AI System Outputs The system will produce the following outputs to support HDM middleware modernization: Code Explanations & Documentation Plain-language summaries of complex legacy code (e.g., MUMPS, Java, .NET Framework) to aid in developer understanding and onboarding. Structured documentation suitable for inclusion in VA knowledge repositories. Refactored Code Updated, cleaner, and more maintainable versions of existing middleware code that preserve original functionality while improving performance, security, and alignment with modern coding standards. New Code Segments Efficient, standardized code snippets or modules to support integration tasks, modernization efforts, and migration to containerized microservices. AI-Generated Unit Test Scaffolds Automated creation of baseline unit test templates that improve early defect detection, expand test coverage, and support “shift-left” testing practices.
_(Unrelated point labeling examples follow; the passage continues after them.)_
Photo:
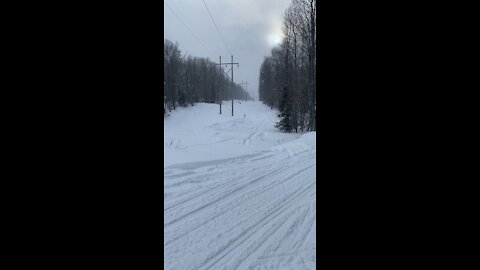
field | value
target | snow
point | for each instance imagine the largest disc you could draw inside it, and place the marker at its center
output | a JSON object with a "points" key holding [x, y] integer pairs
{"points": [[238, 194]]}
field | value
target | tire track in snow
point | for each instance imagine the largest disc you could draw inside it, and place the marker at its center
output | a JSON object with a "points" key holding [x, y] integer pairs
{"points": [[224, 251]]}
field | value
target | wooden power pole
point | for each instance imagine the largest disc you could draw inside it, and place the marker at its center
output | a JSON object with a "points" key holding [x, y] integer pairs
{"points": [[231, 86]]}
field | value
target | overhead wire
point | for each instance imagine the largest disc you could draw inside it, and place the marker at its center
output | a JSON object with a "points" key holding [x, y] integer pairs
{"points": [[216, 27], [191, 32]]}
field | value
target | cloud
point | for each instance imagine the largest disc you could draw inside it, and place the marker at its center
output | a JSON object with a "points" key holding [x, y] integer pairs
{"points": [[249, 28]]}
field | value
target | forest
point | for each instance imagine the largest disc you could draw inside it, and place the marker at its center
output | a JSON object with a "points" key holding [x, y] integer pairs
{"points": [[189, 80], [287, 76]]}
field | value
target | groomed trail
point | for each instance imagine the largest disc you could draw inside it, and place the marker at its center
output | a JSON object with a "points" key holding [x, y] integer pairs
{"points": [[238, 194]]}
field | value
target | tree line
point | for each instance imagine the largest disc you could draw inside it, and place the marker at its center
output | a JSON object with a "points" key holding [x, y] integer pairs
{"points": [[189, 80], [287, 76]]}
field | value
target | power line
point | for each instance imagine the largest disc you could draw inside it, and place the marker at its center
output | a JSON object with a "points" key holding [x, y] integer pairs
{"points": [[218, 31], [191, 32]]}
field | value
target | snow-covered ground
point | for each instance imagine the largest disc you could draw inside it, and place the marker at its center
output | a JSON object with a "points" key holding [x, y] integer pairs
{"points": [[238, 194]]}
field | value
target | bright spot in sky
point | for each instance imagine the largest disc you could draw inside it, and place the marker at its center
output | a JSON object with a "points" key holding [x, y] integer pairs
{"points": [[275, 38]]}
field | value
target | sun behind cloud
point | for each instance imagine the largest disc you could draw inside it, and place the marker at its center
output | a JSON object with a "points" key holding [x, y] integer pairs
{"points": [[275, 38]]}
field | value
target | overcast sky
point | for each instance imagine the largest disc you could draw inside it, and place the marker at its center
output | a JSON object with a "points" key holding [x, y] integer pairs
{"points": [[250, 29]]}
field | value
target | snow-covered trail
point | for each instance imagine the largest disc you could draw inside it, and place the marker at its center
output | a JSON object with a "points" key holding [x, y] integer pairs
{"points": [[249, 205]]}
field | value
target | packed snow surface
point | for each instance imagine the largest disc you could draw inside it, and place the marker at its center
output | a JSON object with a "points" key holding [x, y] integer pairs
{"points": [[238, 194]]}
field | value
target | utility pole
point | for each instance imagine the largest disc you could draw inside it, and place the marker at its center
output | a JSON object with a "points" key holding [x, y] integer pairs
{"points": [[231, 86], [246, 87], [219, 90]]}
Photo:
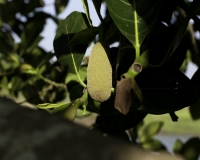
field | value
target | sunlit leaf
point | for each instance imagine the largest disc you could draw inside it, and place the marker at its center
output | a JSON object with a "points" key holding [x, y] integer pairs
{"points": [[97, 5], [84, 37], [134, 18], [70, 57]]}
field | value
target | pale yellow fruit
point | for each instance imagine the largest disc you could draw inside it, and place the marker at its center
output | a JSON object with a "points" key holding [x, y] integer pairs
{"points": [[99, 74]]}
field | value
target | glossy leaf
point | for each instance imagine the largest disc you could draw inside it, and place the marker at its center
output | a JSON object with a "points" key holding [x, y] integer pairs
{"points": [[97, 5], [150, 130], [195, 110], [182, 28], [123, 95], [190, 149], [67, 111], [27, 69], [177, 146], [114, 121], [48, 105], [87, 12], [165, 91], [133, 18], [85, 36], [153, 145], [60, 5], [70, 57]]}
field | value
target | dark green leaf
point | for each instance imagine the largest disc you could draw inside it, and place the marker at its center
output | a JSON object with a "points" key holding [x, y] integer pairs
{"points": [[153, 145], [27, 69], [150, 130], [112, 34], [195, 110], [165, 91], [114, 121], [86, 8], [30, 36], [191, 149], [179, 35], [178, 146], [84, 37], [67, 111], [60, 5], [70, 57], [97, 5]]}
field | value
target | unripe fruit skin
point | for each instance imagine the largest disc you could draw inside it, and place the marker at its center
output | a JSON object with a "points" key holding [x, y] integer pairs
{"points": [[99, 74]]}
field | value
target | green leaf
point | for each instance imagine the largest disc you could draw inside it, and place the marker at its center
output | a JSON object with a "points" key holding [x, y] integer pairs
{"points": [[133, 18], [70, 57], [60, 108], [73, 77], [60, 5], [30, 36], [195, 110], [27, 69], [68, 111], [84, 37], [97, 5], [48, 105], [179, 35], [86, 8], [165, 90], [177, 146], [4, 86], [150, 130], [3, 1], [153, 145], [191, 149]]}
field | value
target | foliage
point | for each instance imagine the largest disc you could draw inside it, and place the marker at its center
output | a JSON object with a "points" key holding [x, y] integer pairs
{"points": [[154, 38]]}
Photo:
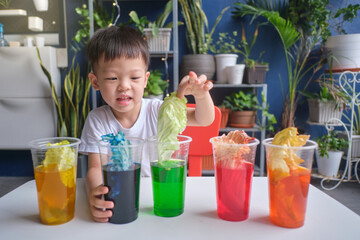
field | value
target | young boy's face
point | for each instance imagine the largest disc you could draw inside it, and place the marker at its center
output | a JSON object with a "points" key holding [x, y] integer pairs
{"points": [[121, 82]]}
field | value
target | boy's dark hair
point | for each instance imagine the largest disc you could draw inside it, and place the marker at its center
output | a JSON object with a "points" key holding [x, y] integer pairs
{"points": [[114, 42]]}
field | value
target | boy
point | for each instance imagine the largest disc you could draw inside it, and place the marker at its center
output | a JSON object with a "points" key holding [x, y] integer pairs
{"points": [[120, 58]]}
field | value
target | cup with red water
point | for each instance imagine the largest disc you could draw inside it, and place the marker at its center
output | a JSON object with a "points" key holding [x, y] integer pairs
{"points": [[234, 166]]}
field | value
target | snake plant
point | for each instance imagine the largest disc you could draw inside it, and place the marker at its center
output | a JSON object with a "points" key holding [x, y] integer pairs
{"points": [[198, 37], [72, 107]]}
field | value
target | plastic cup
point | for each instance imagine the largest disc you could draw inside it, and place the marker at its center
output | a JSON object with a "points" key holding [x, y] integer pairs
{"points": [[234, 166], [288, 191], [121, 168], [169, 175], [55, 177]]}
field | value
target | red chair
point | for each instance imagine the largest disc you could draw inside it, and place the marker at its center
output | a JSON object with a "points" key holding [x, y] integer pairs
{"points": [[200, 146]]}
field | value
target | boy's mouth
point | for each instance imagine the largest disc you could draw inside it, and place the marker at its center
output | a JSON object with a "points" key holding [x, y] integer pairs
{"points": [[124, 100]]}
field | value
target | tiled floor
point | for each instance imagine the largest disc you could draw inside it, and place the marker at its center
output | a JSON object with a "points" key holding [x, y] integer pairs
{"points": [[348, 193]]}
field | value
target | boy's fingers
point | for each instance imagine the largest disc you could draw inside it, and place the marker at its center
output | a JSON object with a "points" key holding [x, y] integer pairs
{"points": [[101, 204], [209, 85], [100, 190], [202, 79], [97, 213], [101, 220]]}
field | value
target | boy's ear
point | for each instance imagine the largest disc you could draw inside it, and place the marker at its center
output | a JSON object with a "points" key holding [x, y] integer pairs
{"points": [[146, 78], [93, 81]]}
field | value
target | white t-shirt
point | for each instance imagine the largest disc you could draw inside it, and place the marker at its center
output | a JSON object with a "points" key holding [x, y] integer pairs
{"points": [[101, 121]]}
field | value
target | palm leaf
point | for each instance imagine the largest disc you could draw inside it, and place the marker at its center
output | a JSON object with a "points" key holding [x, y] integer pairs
{"points": [[60, 121]]}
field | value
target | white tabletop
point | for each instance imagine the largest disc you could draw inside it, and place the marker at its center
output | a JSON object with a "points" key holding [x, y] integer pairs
{"points": [[326, 218]]}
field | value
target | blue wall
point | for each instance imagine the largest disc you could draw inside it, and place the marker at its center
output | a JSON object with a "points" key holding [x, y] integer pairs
{"points": [[18, 163]]}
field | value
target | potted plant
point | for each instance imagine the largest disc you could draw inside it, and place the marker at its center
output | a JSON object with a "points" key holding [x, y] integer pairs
{"points": [[225, 50], [328, 103], [255, 71], [242, 107], [243, 110], [157, 33], [198, 39], [329, 154], [101, 20], [344, 48], [296, 27], [155, 86]]}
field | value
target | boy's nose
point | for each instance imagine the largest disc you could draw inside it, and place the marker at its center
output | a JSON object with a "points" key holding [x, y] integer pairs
{"points": [[123, 85]]}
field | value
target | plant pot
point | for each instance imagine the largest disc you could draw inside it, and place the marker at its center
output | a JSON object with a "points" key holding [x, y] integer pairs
{"points": [[322, 112], [242, 119], [329, 166], [160, 97], [355, 144], [345, 49], [256, 74], [224, 117], [161, 43], [222, 62], [235, 74], [199, 63]]}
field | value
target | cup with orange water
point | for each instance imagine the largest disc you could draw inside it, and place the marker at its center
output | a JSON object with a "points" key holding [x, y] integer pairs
{"points": [[55, 161], [289, 173]]}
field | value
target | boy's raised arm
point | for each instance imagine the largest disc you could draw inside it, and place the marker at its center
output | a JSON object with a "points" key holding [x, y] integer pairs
{"points": [[203, 114]]}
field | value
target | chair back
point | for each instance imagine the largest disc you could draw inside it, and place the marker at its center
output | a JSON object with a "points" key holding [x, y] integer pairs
{"points": [[200, 145]]}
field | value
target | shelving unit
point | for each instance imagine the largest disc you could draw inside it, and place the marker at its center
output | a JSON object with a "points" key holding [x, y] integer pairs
{"points": [[254, 129], [350, 83]]}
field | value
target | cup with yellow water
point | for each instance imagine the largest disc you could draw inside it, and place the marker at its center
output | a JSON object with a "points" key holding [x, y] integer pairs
{"points": [[55, 161]]}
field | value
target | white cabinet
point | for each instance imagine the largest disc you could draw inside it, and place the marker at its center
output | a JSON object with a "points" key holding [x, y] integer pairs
{"points": [[27, 110]]}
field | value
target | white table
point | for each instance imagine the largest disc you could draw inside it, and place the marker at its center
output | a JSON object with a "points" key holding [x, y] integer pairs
{"points": [[326, 218]]}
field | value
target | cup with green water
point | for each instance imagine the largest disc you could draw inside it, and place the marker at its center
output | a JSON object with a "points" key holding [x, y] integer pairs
{"points": [[168, 162]]}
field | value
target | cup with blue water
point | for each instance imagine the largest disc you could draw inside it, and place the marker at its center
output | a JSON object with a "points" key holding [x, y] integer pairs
{"points": [[121, 168]]}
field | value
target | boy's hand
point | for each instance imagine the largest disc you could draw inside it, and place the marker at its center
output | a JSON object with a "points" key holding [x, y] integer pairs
{"points": [[193, 85], [98, 204]]}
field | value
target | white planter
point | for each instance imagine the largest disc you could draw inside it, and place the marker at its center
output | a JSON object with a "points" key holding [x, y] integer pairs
{"points": [[345, 49], [160, 97], [235, 74], [355, 144], [161, 43], [322, 112], [329, 166], [223, 61], [41, 5]]}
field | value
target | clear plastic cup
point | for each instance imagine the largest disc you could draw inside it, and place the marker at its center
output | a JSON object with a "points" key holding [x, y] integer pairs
{"points": [[55, 176], [234, 166], [121, 169], [169, 175], [288, 185]]}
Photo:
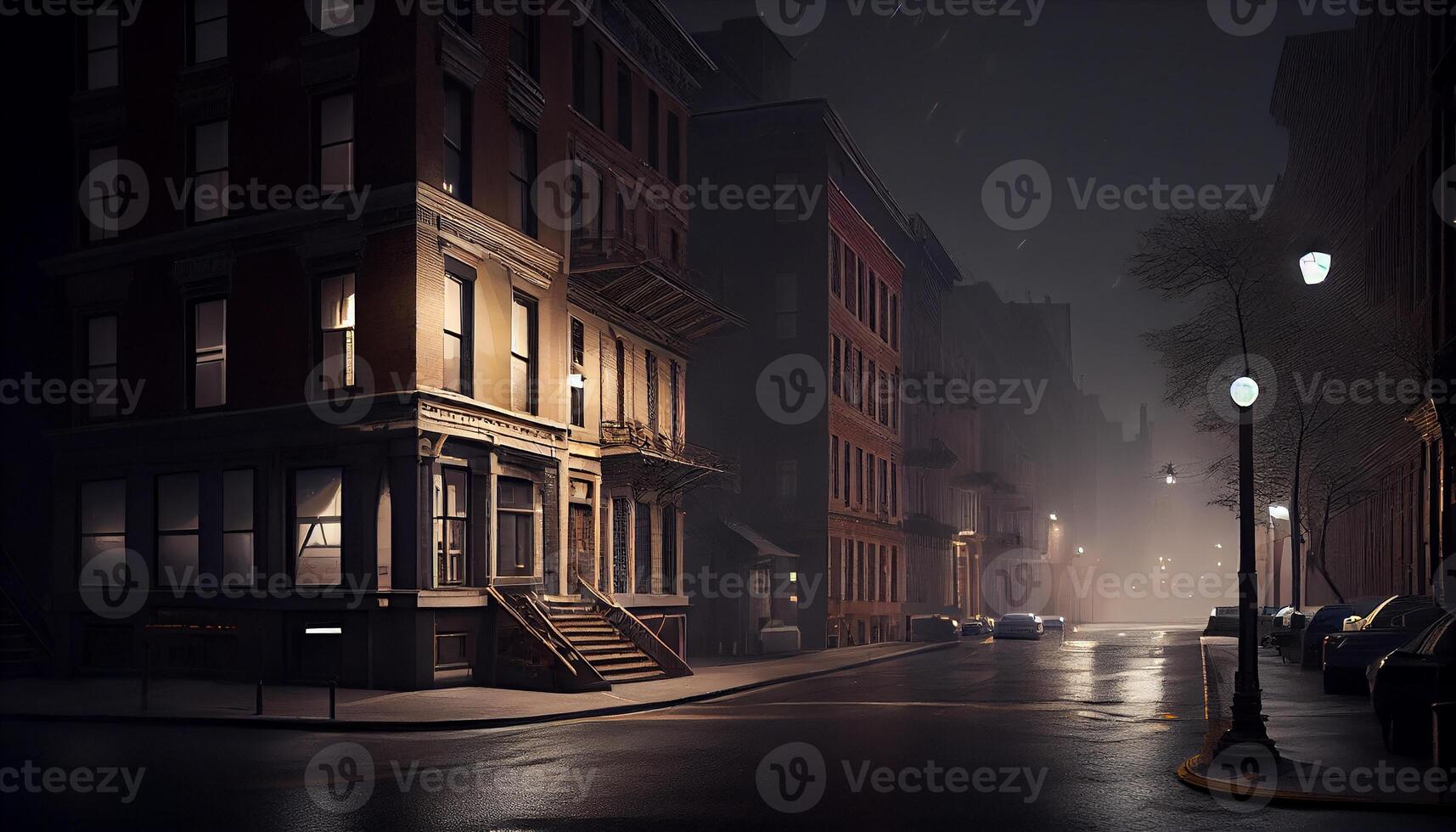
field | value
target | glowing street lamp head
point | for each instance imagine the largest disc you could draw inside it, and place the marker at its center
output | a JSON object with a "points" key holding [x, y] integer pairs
{"points": [[1244, 391], [1315, 267]]}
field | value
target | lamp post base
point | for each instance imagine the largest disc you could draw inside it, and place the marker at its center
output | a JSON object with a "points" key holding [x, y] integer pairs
{"points": [[1248, 720]]}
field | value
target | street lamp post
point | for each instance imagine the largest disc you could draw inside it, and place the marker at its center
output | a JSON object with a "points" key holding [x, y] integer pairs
{"points": [[1248, 706]]}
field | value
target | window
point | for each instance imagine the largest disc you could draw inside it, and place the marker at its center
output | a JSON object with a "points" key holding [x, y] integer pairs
{"points": [[177, 529], [835, 368], [786, 306], [452, 519], [674, 146], [523, 174], [884, 312], [654, 138], [318, 522], [102, 50], [669, 549], [651, 391], [622, 382], [458, 142], [623, 105], [101, 364], [335, 14], [238, 526], [209, 156], [515, 526], [894, 490], [337, 331], [861, 290], [674, 391], [458, 327], [523, 353], [594, 61], [833, 452], [107, 200], [102, 531], [833, 264], [785, 211], [526, 41], [894, 321], [578, 385], [335, 132], [209, 353], [207, 31], [859, 477], [871, 498], [873, 318]]}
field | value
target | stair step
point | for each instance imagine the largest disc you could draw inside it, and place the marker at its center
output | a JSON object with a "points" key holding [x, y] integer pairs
{"points": [[627, 677]]}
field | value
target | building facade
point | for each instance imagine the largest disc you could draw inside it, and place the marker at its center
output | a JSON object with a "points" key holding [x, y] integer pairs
{"points": [[386, 433]]}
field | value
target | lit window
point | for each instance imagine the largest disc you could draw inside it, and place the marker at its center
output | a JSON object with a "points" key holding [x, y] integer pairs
{"points": [[177, 529], [523, 354], [337, 331], [335, 132], [210, 353], [209, 31], [318, 514]]}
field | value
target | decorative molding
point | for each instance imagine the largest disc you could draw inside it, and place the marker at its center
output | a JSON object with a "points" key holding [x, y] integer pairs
{"points": [[327, 59], [205, 274], [459, 56], [525, 97], [204, 93]]}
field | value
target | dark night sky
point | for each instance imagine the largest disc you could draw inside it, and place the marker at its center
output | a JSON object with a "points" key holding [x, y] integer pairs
{"points": [[1122, 91]]}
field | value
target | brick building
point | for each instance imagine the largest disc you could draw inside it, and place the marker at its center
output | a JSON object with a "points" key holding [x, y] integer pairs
{"points": [[429, 431]]}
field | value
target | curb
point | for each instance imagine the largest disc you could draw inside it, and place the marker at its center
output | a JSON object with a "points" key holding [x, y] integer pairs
{"points": [[382, 726], [1195, 780]]}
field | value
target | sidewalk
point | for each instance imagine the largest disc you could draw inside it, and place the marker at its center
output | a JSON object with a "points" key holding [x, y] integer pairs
{"points": [[443, 708], [1330, 746]]}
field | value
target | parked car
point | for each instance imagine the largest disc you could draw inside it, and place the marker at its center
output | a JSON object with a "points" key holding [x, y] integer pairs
{"points": [[1407, 683], [934, 628], [1020, 626], [1347, 655], [979, 626], [1327, 620]]}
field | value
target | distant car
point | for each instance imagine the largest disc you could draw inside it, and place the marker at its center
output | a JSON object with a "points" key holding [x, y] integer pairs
{"points": [[1347, 655], [1407, 683], [979, 626], [1327, 620], [1020, 626], [934, 628]]}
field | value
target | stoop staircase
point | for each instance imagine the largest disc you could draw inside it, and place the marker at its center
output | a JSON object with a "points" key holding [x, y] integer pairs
{"points": [[604, 647]]}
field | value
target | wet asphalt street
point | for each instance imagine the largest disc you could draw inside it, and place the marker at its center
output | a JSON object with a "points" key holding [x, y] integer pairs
{"points": [[1077, 732]]}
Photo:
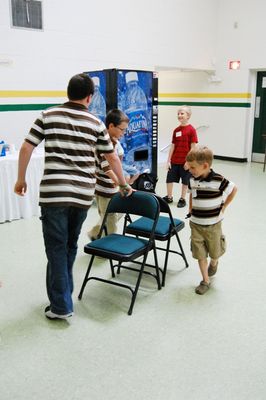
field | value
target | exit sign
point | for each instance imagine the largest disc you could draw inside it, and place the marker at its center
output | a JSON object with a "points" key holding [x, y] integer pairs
{"points": [[234, 64]]}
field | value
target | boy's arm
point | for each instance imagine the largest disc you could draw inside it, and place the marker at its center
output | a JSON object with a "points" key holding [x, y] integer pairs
{"points": [[168, 165], [190, 203], [112, 176], [229, 199]]}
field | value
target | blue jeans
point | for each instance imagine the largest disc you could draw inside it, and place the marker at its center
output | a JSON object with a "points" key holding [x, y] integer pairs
{"points": [[61, 228]]}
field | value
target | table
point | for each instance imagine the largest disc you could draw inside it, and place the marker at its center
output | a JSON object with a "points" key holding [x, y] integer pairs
{"points": [[13, 206]]}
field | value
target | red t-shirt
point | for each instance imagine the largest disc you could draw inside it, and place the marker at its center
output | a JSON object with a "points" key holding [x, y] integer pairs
{"points": [[182, 138]]}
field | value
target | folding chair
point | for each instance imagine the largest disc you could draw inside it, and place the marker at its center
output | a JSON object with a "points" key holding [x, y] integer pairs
{"points": [[126, 248], [166, 227]]}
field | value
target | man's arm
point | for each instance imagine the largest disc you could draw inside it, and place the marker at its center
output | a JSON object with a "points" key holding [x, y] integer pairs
{"points": [[116, 166], [23, 161]]}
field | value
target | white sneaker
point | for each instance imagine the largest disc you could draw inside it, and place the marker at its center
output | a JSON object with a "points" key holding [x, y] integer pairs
{"points": [[50, 315]]}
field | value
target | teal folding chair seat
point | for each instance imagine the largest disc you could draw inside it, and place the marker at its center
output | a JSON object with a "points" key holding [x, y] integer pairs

Code Review Suggestions Recommendations for improving existing or newly generated code, focusing on maintainability, security, and architectural alignment.

AI / analytics pattern

Generative AI: AI that generates new or synthetic content (e.g., images, videos, audio, text, code).

Automation level / stage

a) Pre-deployment – The use case is in a development or acquisition status.

Expected benefit

For the VA’s Mission: Faster code modernization – AI-assisted refactoring and generation will help transition middleware components from older platforms (MUMPS, Java, .NET Framework) to secure, containerized microservices. Improved developer efficiency – By automating repetitive coding & documentation tasks, developers can focus more on high-value modernization work and less on manual rework. Knowledge preservation – AI-generated code explanations and documentation reduce the risk of key-person dependency and improve continuity across teams. Higher code quality – AI-augmented unit tests and standardized patterns will strengthen maintainability and alignment with FISMA High requirements. Accelerated delivery cycles – With AI enabling mid-tier developers to work more independently, releases can move through the DevSecOps pipeline faster while maintaining quality and compliance. For the General Public / Veterans: Improved reliability of VA systems – Modernized, better-tested middleware helps ensure health and benefits data flows securely and consistently. Faster implementation of new services – Reduced development cycle times allow Veterans to benefit sooner from new integrations, such as Fast Healthcare Interoperability Resources (FHIR)-based interoperability with community care providers. Sustained continuity of operations – Documentation and knowledge capture ensure that mission-critical systems can be maintained and improved even as staff transitions occur.